Leonard Sweet says the Protestant work ethic has made us believe we should always work hard. But he says that we’re actually intended to play hard. Working his way through three stages of life, Sweet calls us to “get in the game,” and stop working ourselves to death. He admits it’s hard, but points out that the consequences are epically in our favor if we would play more. Who wants to get on the field?
It’s typical that Sweet would mix in anecdotes, stories, and his own life through the narrative flow, but from the very beginning, I was struck by the heavy weight of what not playing looked like. Sweet recounts the stories of three pastors who died too early, having served what my mentor calls “a cruel mistress,” the church. How do I not become like them? I ask myself. How do I avoid the sentiments of older pastors who say they worked late at church most nights, and their children went from 12 to 30 in the blink of an eye?
But don’t worry: this isn’t just for ministry types.

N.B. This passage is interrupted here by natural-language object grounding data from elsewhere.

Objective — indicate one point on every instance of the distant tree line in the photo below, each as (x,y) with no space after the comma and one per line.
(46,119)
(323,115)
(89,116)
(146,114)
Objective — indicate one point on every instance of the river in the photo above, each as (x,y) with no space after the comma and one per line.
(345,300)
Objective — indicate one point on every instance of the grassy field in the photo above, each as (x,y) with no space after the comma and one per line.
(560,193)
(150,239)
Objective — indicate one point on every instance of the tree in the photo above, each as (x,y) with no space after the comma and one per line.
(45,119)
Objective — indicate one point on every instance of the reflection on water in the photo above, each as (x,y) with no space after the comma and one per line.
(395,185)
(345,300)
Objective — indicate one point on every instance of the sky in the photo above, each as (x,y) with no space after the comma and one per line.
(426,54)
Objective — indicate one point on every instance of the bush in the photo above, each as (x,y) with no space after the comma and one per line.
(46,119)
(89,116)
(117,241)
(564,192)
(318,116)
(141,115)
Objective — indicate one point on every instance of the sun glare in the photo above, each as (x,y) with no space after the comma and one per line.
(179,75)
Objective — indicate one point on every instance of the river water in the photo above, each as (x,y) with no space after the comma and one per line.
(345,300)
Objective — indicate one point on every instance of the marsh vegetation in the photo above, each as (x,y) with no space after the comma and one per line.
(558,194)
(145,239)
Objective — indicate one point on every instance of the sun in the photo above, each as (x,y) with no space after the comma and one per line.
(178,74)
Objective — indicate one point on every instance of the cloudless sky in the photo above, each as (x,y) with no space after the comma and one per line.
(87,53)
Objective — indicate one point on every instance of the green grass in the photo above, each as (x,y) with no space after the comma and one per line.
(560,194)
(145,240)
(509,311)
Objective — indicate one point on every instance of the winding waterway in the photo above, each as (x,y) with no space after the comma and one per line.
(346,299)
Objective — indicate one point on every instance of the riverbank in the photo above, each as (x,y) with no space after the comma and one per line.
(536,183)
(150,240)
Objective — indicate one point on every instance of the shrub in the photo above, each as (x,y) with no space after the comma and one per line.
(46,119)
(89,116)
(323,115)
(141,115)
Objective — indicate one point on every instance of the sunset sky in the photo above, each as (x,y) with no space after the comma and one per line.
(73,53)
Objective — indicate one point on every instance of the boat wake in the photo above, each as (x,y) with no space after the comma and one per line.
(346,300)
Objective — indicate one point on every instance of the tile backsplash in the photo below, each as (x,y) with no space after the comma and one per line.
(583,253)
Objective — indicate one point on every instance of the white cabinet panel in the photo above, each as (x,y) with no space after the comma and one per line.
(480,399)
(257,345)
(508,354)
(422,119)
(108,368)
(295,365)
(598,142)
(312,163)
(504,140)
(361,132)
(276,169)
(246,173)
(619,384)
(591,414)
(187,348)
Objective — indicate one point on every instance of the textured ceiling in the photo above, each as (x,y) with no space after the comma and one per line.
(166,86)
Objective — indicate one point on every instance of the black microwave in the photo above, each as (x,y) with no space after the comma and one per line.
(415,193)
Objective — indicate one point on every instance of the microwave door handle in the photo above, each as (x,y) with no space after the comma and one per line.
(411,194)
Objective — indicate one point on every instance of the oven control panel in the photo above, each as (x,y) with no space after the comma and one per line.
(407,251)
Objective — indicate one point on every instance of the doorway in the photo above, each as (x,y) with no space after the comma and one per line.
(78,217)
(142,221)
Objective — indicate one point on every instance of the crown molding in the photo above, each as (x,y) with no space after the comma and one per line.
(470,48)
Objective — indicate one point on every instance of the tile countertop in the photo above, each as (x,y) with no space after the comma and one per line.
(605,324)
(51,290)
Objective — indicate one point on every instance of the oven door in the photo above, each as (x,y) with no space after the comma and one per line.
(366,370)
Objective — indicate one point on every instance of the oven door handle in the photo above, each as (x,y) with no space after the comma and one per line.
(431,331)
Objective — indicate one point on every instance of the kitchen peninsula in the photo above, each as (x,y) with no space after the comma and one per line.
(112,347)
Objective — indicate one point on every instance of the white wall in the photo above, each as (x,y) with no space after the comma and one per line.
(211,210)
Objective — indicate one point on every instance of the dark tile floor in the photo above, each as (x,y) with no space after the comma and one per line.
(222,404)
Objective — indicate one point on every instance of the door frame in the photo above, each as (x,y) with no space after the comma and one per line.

Sweet’s stories are classic illustrations, from the man who walked on the railroad tracks because he didn’t know he got to ride the train to the man who called out by name in a wedding to the organist and reduced the whole congregation to neil-ing. Sweet is a deep, deep thinker but his wicked sense of humor is what sets him a part when it comes to reading his books. His ‘parables’ hook you without you knowing that they’re really, secretly, pulling open your own viewpoint and asking you if you don’t need a change in perspective. (I’ve always seen it as the Mary versus Martha principle from Luke 10:38-42 but the development of our personalities and place in life over time takes it to a deeper level.)
Sweet asks several questions through the course of the book which ultimately answer whether or not this book is for you. What defines you, your work or something else? What is your purpose, to work hard or something else? What makes your heart sing, your work or something else? Those are questions which Sweet explores theologically, and which I’ve been asking a lot lately. (Readers of the blog know that the book Hands Free Mama has stirred in me a desire to be more fully present, to enjoy life more fully, to share real time with people and not what’s left over.) You can also find a discussion guide for your own reflection or in a small group in the back of the book, and I find those to be helpful as well.
Sweet puts himself out there, in his own introspection, and its what makes this better than any self-help book, but a conversation with a wise sage who knows that the right blend of humor, criticism, theology, and story will make us better than we were before. This is why I wholeheartedly recommend The Well-Played Life and encourage you to ask yourself, is it time I embrace playing, creativity, and joy?